Where Culture Fades: Revealing the Cultural Gap in Text-to-Image Generation

TL;DR

Multilingual text-to-image models often generate culturally neutral or English-biased images under prompts in multiple languages. The authors show that culture-related knowledge is present but under-activated and introduce CultureBench, a probing framework, and two lightweight alignment strategies—inference-time cultural activation and layer-targeted enhancement—to boost cultural consistency. They demonstrate significant improvements on CultureBench in cultural attribution and visual fidelity, with results supported by automatic metrics and human evaluation. This work provides a practical path toward inclusive, culturally grounded image synthesis and offers a diagnostic benchmark for cross-cultural T2I systems.

Abstract

Multilingual text-to-image (T2I) models have advanced rapidly in terms of visual realism and semantic alignment, and are now widely utilized.

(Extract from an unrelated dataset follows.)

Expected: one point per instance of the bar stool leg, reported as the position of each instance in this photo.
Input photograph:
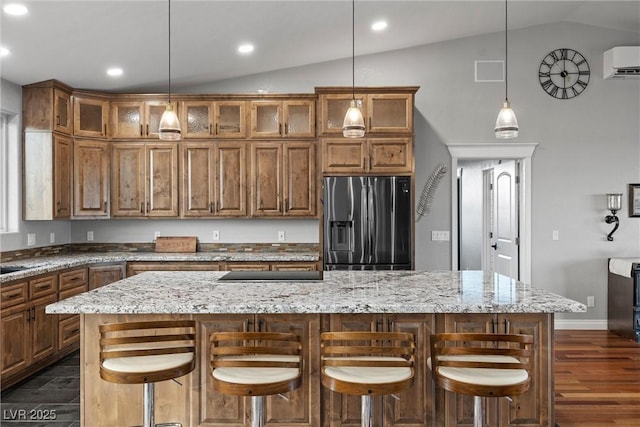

Yet outputs vary across cultural contexts: because language carries cultural connotations, images synthesized from multilingual prompts should preserve cross-lingual cultural consistency. We conduct a comprehensive analysis showing that current T2I models often produce culturally neutral or English-biased results under multilingual prompts. Analyses of two representative models indicate that the issue stems not from missing cultural knowledge but from insufficient activation of culture-related representations. We propose a probing method that localizes culture-sensitive signals to a small set of neurons in a few fixed layers. Guided by this finding, we introduce two complementary alignment strategies: (1) inference-time cultural activation that amplifies the identified neurons without backbone fine-tuned; and (2) layer-targeted cultural enhancement that updates only culturally relevant layers. Experiments on our CultureBench demonstrate consistent improvements over strong baselines in cultural consistency while preserving fidelity and diversity.

Paper Structure

This paper contains 31 sections, 13 equations, 19 figures, 6 tables.

Figures (19)

  • Figure 1: Cultural alignment in local languages. (a) LLMs/recommenders keep cultural consistency, but T2I models falter with "noun-only’’ prompts. (b) Adding a "culture-style modifier + noun’’ restores consistency.
  • Figure 2: Overview of the CultureBench pipeline. First, manually collect and rigorously quality-control datasets from 15 linguistic regions; annotate “culture-style modifier noun" captions using GPT5-Nano chatgpt5 and, through human annotation, “noun-only" captions; convert annotated content into local languages via translation tools, supplemented by manual review.
  • Figure 3: Data distribution of the proposed CultureBench dataset across 15 languages. The dataset is divided into train, test, and neuron-detection subsets with a ratio of 7:2:1.
  • Figure 4: Verify the hypothesis. Within the CultureBench test subset, performances under “culture-style modifier + noun” and “noun-only” prompt conditions are compared. Quantitative evaluation is conducted using CultureVQA.
  • Figure 5: Methods for Neuronal Detection. (a) By comparing attention allocation between cultural-style modifiers and nouns across text-encoder layers, the layer with the largest divergence is designated as the culturally sensitive layer. (b) At this layer, features from the “culture-style modifier + noun’’ and “noun-only’’ prompts are fed into an SAE cunningham2023sparse to obtain sparse features, revealing neurons with heightened sensitivity to cultural cues.